I saw this video this morning and absolutely fell in love with this workshop! It's all about his bench- which is wonderful in itself. But as you watch it, look at his quaint little workspace and all the hand tools. Makes me want to sell of my power tools and move my shop out to my garden shed (which is about the same size as his shop)!

I'm big on making the workshop a project in itself- to look and feel like a special place. This guy has captured that feel- and it only took him 40 years of working on antique furniture to do it!

Right click on the viewer and set it to full screen so you can see everything. When you're done, come back and leave a comment!

(Here it is.)


----------



## Bertha (Jan 10, 2011)

Friggin blocked on my computer. That hype really caught my interest. Will view and return.


----------



## ksSlim (Jun 27, 2010)

Excellent point about having the appropriate tools NEAR the right work station. If I rearrange, again, I MIGHT be able to work more effeciently. Thanks for posting the viedo link.


----------



## crank49 (Apr 7, 2010)

Nice shop and bench.
First time I heard a shoulder vise explained. Makes sense now.
I had a lot of the same thoughts when I built my bench so I feel somewhat validified.
But, I did not think about wood screws being faster. I used acme thread with quick release nut mechanisms.

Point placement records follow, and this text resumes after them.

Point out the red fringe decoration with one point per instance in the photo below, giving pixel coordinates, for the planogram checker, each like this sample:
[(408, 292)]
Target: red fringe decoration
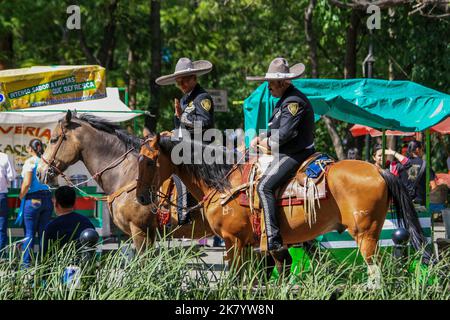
[(163, 216), (256, 221)]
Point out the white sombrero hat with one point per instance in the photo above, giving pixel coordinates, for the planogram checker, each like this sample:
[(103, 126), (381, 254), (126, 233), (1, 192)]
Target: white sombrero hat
[(279, 70), (185, 67)]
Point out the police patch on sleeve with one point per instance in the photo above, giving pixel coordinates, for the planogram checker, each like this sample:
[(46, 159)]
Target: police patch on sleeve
[(206, 104), (293, 108)]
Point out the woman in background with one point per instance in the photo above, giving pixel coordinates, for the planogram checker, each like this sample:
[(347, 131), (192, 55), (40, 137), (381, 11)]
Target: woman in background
[(37, 198)]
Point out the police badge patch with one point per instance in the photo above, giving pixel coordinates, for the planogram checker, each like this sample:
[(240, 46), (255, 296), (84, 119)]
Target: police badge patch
[(293, 108), (206, 104), (190, 107)]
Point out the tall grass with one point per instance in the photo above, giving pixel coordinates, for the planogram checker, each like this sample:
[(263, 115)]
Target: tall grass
[(180, 273)]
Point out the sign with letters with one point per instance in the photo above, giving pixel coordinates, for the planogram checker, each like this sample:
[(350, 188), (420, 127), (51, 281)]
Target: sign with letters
[(44, 86)]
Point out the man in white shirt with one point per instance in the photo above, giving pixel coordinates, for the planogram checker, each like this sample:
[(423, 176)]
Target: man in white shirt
[(7, 174)]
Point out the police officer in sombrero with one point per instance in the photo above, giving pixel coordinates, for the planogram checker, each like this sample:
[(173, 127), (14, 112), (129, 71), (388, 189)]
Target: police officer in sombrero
[(290, 138), (196, 106), (194, 110)]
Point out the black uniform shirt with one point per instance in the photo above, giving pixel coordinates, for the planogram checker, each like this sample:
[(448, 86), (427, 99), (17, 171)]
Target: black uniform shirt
[(417, 191), (197, 106), (293, 118)]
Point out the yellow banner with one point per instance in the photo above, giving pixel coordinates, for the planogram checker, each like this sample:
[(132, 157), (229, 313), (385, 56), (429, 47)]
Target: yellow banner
[(42, 86)]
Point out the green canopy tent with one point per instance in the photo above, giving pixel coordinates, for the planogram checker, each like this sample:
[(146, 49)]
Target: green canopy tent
[(393, 105)]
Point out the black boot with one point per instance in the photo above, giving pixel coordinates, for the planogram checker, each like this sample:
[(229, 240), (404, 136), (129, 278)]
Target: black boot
[(183, 217), (274, 243)]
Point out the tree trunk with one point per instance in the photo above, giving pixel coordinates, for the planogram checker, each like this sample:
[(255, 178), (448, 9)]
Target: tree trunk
[(105, 55), (391, 141), (6, 50), (311, 38), (155, 70), (131, 71), (350, 46), (312, 44)]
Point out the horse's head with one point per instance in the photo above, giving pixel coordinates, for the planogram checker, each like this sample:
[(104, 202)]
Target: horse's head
[(62, 151), (154, 168)]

I 100% agree with working on all sides of the bench. That's exactly the way i did mine and I have been completely satisfied with it. Again, everyone has their own little tweaks. I use a planing hook instead of a leg vise, but the back side of my bench is designed for edge jointing.

Good video, thanks for posting Jim.


----------



## saddletramp (Mar 6, 2011)

That bench is awesome but I am not ready to give up my power tools.

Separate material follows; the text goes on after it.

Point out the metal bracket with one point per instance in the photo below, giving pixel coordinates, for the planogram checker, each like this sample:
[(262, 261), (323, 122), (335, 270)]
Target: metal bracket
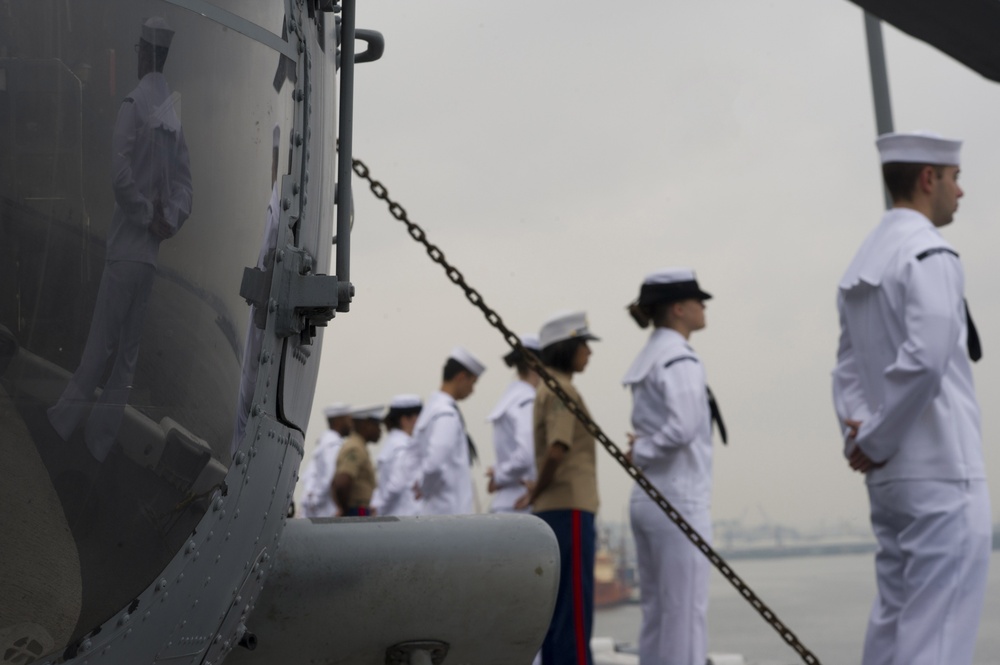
[(426, 652), (304, 301)]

LOL I suppose I could but with my paltry hand woodworking skill, well…....................LOL


----------



## hairy (Sep 23, 2008)

Thanks for the link. Awesome bench and shop.

He might have more plans than poopiekat.


----------



## DMIHOMECENTER (Mar 5, 2011)

A toothing plane, huh ? Never heard of that.


----------



## TopamaxSurvivor (May 2, 2008)

No, I hadn't. Thanks, very nice setup.


----------



## Dennisgrosen (Nov 14, 2009)

very nice shop he has  
thank´s for sharing it has been a long time since I last visit the that site

Dennis


----------



## Dennisgrosen (Nov 14, 2009)

David Grimes 
they are a very nice to have tool together with a card scraper when dealing with knarly curled wood

and in the old days when they used thicker veneer and hide glue they used this plane 
as the last thing before they glue the veneer on the secundary wood

Dennis


----------



## lwllms (Jun 1, 2009)

Patrick is probably the most knowledgeable woodworker I've met. He's also likely the most brilliant. Being incredibly nice doesn't hurt either.


----------



## StumpyNubs (Sep 25, 2010)

I wonder how long it took to collect all those molding planes?


----------



## Dennisgrosen (Nov 14, 2009)

40 years …. 

Dennis


----------